25 Apr 2022 12:18PM   Views : 402 Unique : 220


This is for Hannah, and anyone else who has come across the casual way that a lot of togs talk about one or two types of filter that landscaper photographers use a lot: graduated filters and neutral density filters.

A graduated filter is one that is tinted at one extreme, and clear at the other, and the aim is to allow a subject that’s bright on one side and dark on the other to be recorded in a single image, controlling the contrast range. It’s a bit easier said than done.
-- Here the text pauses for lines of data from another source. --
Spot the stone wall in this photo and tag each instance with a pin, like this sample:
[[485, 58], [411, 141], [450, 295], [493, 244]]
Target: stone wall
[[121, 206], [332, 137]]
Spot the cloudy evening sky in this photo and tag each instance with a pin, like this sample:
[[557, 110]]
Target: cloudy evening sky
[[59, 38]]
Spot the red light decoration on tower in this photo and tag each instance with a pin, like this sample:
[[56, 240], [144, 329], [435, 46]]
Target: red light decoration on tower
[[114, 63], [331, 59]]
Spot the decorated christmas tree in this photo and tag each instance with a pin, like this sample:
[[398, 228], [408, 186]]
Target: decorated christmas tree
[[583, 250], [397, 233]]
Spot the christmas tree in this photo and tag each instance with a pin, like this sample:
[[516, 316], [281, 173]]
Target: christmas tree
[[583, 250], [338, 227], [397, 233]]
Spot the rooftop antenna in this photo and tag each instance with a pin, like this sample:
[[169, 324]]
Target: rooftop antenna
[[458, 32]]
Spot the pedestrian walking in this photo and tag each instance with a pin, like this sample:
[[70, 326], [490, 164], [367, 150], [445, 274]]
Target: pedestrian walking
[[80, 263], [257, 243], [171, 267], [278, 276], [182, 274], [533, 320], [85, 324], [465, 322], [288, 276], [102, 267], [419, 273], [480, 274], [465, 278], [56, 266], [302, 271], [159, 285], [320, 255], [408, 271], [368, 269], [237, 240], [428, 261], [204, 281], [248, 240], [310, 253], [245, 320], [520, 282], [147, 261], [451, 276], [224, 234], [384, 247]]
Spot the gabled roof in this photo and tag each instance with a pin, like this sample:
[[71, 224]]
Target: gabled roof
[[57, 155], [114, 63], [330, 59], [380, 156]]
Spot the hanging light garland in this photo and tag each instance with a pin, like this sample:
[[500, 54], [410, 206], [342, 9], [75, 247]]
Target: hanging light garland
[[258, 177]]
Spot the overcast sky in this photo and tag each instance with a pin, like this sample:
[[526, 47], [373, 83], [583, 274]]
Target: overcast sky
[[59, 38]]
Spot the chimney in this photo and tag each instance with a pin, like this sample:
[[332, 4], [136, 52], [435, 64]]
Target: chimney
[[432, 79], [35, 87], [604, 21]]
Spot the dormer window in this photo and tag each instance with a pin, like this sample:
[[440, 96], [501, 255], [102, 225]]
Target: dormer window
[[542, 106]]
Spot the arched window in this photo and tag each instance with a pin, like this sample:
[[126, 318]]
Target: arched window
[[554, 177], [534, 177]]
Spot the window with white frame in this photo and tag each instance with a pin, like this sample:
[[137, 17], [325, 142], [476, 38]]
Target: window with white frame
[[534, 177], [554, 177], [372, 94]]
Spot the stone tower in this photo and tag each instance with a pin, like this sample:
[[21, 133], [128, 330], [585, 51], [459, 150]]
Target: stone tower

I don’t use them much, and the first one that came to hand is the notorious Cokin tobacco filter. These were monumentally popular for about six months in the late Seventies, and have been unacceptable in polite society ever since. You can possibly see why – one apocalyptic sky is impressive. But hundreds… Not so much.

As the image of the camera shows, the filter holder allows the user to slide the filter up and down, and it’s also possible to angle it to allow shooting steep hillsides. It’s crucial to use depth of field preview to adjust the position, as the examples show.


The precise effect varies with aperture, focal length, and which slot in the holder the filter is in. Using a wider lens, a smaller aperture or a slot further from the lens makes the division between filtered and unfiltered sharper. Filters are available with greater or less strong tints, and with sharper and more gentle transitions between the two, and some people carry a variety. The good ones – high quality optical glass – can cost £100 each.

The purist filter is a grey one, altering tones but not colours – though often, there is a slight colour tint (especially for those using auto white balance, I suspect). Careful testing and experiment is wise before using one for an important picture!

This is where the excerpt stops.